Run from the Dead, the Halloween Game


Last Saturday was the second Saturday of the month, and therefore time for a Scrum club game– at the standard location.  The month being chill, the time was now for a Halloween themed game.  When it comes to horror games, it seems as if zombies are the go-to scenario.  Frankly, I can’t think of a better one.   I’ve been in many a zombie game, and if you want a scenario that’s going to play out in four hours or less, you want something with simple rules and a lot of space to run.  Fortunately, we had both of those– which is odd.. zombie games are something I associate with 28mm figures, myself.. it just seems to be the defacto choice.  Joe, however, has made a horde of 15mm zombies, a small (HO scale) town, and some survivors.  The whole thing fit on the same board that Sellswords and Spellslingers fit on, and used the same coordinate system.  That was the system Joe P. was using for Conan, remember?   Well, it should be familiar.  RUN FROM THE DEAD uses pretty much the same rule set, with some modifications for modern weapons and zombie horde tactics.  We found it pretty simple.. 

Set up, Church is in background.  This is where we came on the board.
North East Side of town, near the hospital. 
My two characters, “Fernando” and Venezuela.  The goal was to get home across the board.  Neither Nando nor Zuela made it. 

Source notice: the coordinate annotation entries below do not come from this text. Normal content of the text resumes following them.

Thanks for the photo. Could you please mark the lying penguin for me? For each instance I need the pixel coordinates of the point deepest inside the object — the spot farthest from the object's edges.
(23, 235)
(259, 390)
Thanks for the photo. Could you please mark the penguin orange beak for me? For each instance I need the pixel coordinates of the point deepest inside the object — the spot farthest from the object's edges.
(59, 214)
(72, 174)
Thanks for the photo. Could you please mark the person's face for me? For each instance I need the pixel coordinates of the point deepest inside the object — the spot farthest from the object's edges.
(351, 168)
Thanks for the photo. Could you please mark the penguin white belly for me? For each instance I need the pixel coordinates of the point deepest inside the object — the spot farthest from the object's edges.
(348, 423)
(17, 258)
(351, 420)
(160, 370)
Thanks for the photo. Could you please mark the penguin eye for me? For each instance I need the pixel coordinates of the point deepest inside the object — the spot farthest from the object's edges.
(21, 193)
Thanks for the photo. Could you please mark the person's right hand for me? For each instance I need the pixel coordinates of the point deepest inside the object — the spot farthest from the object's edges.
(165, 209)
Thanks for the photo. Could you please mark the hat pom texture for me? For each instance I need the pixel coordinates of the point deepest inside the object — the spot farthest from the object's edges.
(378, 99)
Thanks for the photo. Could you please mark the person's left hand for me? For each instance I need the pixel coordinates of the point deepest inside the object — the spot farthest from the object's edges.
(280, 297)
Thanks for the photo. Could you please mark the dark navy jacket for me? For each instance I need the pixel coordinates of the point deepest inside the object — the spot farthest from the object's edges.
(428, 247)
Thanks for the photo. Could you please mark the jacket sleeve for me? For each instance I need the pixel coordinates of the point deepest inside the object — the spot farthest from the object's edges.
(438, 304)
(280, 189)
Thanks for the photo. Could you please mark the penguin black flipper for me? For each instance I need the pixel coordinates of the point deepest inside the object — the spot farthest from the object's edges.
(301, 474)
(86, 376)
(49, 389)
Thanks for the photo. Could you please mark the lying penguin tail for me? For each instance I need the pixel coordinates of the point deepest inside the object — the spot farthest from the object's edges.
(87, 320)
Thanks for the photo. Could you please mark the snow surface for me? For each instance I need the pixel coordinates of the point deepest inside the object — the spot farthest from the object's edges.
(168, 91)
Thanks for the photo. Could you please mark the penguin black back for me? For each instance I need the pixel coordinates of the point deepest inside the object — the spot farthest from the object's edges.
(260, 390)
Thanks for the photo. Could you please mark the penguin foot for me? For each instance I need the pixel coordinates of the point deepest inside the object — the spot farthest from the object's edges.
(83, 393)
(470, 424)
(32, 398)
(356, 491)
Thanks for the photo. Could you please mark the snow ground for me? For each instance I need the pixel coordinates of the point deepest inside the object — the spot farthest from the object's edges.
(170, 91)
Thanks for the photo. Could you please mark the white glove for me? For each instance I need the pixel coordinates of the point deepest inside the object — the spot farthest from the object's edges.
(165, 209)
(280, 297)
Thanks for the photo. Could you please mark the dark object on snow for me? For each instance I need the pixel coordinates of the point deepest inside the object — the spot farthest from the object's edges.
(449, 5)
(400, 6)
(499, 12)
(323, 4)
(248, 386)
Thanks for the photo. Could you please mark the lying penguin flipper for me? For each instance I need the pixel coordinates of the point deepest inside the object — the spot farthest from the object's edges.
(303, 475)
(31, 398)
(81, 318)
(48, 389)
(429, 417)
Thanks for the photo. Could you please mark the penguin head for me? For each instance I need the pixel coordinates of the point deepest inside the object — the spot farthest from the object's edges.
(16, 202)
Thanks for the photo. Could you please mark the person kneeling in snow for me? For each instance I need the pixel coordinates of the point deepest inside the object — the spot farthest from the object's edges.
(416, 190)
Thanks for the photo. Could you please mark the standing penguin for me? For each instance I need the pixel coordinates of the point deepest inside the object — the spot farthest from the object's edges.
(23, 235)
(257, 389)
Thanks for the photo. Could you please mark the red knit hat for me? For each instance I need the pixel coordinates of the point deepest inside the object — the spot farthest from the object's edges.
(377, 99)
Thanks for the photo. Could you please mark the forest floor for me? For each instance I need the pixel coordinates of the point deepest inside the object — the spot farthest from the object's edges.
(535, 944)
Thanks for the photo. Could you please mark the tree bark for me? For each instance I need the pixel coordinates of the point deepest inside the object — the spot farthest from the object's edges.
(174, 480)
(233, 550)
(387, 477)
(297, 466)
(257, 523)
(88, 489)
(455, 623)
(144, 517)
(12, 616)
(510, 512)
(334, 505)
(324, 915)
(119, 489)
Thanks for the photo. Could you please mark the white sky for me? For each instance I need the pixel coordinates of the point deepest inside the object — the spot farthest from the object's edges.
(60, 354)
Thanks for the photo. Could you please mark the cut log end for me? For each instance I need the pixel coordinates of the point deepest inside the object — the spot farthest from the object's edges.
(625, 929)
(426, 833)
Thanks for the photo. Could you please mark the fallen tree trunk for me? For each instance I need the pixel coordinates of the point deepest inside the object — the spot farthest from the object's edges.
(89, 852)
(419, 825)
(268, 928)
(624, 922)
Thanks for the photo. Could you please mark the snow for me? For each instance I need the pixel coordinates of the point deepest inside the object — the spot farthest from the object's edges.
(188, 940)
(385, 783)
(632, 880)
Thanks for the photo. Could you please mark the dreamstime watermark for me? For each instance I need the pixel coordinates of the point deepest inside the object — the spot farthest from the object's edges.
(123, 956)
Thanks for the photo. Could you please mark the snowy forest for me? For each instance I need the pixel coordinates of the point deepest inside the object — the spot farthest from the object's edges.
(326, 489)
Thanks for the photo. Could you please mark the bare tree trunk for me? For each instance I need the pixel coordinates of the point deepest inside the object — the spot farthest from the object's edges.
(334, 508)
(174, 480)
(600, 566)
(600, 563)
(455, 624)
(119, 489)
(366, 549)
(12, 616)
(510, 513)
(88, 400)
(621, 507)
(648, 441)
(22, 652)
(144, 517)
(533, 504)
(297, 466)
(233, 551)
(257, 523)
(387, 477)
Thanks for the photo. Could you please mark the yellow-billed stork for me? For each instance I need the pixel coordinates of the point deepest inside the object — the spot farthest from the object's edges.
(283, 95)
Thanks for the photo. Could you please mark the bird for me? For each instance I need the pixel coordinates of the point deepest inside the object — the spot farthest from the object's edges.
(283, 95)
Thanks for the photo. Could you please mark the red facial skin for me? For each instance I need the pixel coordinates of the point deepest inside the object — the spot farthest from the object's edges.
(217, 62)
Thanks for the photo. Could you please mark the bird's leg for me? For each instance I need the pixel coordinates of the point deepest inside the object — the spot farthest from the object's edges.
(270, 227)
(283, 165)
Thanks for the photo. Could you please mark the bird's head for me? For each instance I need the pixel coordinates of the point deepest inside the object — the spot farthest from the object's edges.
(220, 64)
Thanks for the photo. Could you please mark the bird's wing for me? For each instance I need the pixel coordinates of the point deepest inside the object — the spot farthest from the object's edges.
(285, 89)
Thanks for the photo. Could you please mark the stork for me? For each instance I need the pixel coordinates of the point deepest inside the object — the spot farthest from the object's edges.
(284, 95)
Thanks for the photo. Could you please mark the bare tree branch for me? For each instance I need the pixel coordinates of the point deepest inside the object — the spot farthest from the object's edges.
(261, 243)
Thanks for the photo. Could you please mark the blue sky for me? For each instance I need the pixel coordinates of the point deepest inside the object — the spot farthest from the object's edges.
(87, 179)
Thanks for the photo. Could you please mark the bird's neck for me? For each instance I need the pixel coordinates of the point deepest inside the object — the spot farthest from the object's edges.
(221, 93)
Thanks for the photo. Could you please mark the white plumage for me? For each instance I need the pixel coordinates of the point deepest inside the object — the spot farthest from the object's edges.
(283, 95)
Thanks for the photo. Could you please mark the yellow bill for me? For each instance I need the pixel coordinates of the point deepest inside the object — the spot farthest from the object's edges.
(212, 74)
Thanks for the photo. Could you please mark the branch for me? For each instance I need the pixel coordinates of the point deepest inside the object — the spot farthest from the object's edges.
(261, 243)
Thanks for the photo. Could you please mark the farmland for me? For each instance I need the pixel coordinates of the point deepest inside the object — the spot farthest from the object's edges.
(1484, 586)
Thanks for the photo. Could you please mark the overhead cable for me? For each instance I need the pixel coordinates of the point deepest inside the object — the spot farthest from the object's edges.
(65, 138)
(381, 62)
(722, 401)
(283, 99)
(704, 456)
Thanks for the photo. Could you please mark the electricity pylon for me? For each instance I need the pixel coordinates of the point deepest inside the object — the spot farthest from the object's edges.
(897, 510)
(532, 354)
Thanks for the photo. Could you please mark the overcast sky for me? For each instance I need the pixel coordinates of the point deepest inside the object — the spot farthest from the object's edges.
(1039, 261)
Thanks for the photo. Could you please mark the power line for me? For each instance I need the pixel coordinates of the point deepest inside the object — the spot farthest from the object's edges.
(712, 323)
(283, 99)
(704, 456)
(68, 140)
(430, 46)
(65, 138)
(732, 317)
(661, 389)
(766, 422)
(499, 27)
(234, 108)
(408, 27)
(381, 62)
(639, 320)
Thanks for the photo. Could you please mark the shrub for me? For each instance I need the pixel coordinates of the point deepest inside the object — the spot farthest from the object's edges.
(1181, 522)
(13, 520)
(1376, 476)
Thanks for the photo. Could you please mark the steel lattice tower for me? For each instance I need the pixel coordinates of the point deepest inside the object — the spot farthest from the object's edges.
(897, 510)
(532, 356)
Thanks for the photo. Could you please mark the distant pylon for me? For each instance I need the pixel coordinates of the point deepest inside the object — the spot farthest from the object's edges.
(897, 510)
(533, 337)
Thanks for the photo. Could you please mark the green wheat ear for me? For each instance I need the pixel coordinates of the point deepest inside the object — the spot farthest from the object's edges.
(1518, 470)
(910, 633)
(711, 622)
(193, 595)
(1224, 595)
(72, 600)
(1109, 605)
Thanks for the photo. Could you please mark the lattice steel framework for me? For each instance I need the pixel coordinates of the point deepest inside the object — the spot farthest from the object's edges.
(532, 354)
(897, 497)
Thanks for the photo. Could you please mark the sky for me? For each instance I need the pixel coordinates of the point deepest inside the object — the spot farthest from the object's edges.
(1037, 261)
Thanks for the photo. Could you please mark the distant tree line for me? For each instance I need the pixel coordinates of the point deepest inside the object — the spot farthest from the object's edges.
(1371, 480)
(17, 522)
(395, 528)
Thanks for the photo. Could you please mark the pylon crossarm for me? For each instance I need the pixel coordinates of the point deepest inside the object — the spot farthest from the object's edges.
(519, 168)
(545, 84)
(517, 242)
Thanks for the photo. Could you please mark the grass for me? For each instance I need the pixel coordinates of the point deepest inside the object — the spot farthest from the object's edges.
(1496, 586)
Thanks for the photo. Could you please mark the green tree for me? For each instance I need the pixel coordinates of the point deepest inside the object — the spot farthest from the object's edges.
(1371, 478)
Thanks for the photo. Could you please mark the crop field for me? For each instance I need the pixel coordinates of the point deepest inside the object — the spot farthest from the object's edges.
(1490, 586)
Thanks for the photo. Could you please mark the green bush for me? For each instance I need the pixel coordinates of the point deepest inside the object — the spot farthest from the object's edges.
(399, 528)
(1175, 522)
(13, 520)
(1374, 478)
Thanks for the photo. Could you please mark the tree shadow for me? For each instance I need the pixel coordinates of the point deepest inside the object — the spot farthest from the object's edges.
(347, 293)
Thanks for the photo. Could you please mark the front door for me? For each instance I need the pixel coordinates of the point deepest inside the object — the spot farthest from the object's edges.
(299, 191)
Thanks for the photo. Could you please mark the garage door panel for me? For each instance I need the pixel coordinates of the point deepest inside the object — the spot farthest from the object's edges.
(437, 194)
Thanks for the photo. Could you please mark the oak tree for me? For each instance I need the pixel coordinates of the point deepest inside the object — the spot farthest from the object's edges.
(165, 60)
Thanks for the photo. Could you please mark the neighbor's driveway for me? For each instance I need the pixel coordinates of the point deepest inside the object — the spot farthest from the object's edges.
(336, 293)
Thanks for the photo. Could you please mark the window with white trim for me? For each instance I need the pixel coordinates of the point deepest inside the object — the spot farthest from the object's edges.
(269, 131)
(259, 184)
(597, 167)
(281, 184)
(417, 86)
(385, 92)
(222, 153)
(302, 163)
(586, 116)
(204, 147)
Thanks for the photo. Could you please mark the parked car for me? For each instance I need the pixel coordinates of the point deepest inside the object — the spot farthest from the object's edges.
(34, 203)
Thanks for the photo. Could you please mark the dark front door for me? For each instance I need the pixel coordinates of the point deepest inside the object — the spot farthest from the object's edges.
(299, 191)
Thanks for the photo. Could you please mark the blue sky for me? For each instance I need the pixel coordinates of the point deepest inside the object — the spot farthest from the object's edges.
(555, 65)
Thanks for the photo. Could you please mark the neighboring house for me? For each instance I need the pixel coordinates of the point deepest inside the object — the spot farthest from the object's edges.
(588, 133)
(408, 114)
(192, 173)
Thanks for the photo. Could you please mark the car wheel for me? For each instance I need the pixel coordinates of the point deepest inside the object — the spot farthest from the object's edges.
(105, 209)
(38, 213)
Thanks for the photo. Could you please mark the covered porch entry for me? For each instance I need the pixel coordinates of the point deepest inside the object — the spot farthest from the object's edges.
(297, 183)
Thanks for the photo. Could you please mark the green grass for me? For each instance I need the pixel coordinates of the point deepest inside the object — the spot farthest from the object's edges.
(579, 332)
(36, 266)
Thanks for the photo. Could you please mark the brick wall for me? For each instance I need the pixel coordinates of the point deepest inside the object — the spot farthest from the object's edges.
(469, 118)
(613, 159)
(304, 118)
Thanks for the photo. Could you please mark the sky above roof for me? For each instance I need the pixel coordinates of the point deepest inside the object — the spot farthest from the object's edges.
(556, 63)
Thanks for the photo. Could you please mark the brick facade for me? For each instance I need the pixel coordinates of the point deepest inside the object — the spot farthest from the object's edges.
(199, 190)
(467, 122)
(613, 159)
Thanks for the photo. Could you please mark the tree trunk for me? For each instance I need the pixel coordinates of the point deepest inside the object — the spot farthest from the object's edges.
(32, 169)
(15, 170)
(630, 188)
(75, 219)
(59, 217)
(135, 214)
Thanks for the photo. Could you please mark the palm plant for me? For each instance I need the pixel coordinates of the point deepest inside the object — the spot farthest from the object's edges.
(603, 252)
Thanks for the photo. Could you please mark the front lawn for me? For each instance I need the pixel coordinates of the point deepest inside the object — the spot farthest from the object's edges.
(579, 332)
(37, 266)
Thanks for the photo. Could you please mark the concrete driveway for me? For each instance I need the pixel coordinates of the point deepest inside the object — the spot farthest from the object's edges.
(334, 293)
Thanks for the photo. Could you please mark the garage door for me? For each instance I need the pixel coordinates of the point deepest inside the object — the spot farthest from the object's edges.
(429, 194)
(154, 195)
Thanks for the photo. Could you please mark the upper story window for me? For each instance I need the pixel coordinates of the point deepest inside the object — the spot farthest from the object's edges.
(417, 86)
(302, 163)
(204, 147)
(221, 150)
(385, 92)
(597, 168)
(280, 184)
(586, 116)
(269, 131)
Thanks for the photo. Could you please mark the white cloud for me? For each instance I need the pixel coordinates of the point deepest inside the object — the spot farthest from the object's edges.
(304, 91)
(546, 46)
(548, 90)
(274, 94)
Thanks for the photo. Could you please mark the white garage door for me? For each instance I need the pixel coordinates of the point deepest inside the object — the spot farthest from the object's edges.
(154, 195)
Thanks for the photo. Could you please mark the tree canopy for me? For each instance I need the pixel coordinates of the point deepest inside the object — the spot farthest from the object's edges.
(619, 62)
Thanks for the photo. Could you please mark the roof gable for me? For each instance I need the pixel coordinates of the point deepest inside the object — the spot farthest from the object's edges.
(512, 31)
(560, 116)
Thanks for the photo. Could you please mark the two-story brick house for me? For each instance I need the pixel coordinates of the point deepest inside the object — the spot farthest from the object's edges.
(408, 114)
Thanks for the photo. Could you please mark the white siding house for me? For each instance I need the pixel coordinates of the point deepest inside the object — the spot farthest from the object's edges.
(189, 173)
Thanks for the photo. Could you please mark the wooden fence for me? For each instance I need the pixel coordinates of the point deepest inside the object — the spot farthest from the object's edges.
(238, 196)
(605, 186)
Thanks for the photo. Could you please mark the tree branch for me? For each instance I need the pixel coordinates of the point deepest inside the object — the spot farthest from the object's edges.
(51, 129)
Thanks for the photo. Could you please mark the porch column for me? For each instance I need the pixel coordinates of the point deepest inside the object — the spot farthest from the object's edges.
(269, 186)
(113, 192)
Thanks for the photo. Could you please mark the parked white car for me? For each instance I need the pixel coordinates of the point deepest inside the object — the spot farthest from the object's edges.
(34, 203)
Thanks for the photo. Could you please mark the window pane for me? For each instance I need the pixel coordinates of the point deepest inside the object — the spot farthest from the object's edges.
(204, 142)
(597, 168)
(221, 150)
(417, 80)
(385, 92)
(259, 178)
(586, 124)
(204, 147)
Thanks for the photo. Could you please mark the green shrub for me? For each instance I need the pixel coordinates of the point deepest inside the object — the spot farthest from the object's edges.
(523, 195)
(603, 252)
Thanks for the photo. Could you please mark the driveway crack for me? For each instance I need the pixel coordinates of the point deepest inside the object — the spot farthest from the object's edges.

The action started at the church.  The townspeople were mostly at a wedding.  The Groom pulled back the bride’s veil and she went zombie on him, ripping his tongue out when he leaned in for a kiss.  And thus it started, with the townspeople piling out of the church to find the town being overrun by the shambling dead.  

The Shambling Dead!

Like Sellswords, Run From the Dead encompasses the narrative action into a very large event/action deck, plus a monsters deck.  The Events are the only way Zombies activate in the game– sound does nothing to start them up (except in a very generalized way).   Like sellswords you can roll a 1, 2, or 3 activation D20 to activate and try to get over 10.  If you succeed, you have one success and can commit one action.  If you fail, you draw an event card (these are not ALWAYS bad– things like a helicopter gunship buzzing the town happen, and earthquakes and fire etc).  The deck isn’t’ just an activation device for monsters, if you build it correctly, you can contain a heaping lot of game narrative in there.   We had three major fires start (see the Flickr slide show for movie snippets.. links below).  This impeded our movement and in one case wounded one of us, but it also impeded movement of zombies.. so not all bad, right?  

Pretty soon it became apparent our little town was falling apart, all dysfunctional, violent and chock full o’zombies

I had a pretty good time playing this.  Joe’s system was a reprise of Sellswords, which I liked enough to have my confidence in Ganesha Games restored.  It’s a great little system that does scale up to a modern, larger scenario than the Conan game we used it for.  I would have liked to have started with a decent missile weapon.  When everyone is just running from the bad guys all the time, there was precious little “cooperation” in this “Cooperative Game”.. more like “Git outta my WAY!”  Joe was trying to introduce stuff gradually, I get it, but the result was probably more draconian than reality..  It was good fun, we played with two new guys, Josh and David.  They seemed to get into the spirit of things in point-blimfark.  

I would definitely play this one again– I like a classic zombie chase game.

I took lots of crappy pictures and some videos.  Click HERE for the slideshow
https://www.flickr.com/photos/tags/runfromthedead

November’s Scrum events will take place at Fall IN! Where both Joe and I are running games.